In his new book, Corporate Diplomacy: Building Reputations and Relationships with External Stakeholders, Wharton management professor Witold Henisz advises senior managers to build the capability to strategically develop their most important relationships — before it’s too late. In an interview with Wharton management professor Stephen J. Kobrin, Henisz explains how to determine who are the most important stakeholders to focus on and how to avoid the mistakes made by companies that have lost more than $100 million by failing to develop relationships with external stakeholders.
An edited transcription of the conversation follows.
Stephen J. Kobrin: What is “corporate diplomacy”?
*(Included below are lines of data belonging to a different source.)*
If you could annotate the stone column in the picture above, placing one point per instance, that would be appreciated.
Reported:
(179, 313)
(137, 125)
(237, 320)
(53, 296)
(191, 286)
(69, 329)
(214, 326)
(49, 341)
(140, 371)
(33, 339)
Witold Henisz: Corporate diplomacy is the senior-level capability to build and maintain relationships with external stakeholders and deliver on the greatest needs or the greatest objectives of those stakeholders in a way that delivers shareholder value.
Kobrin: Why is it important?
Henisz: It’s important because firms are increasingly looking for growth and revenue opportunities abroad in emerging markets, frontier markets and foreign markets. In these foreign markets, they are necessarily interacting with more stakeholders, stakeholders who vary in their economic philosophies and ideologies, who have different histories, different language backgrounds and different cultural backgrounds. The ability to deliver on the growth opportunities in these emerging markets requires successful interactions with more and more diverse stakeholders.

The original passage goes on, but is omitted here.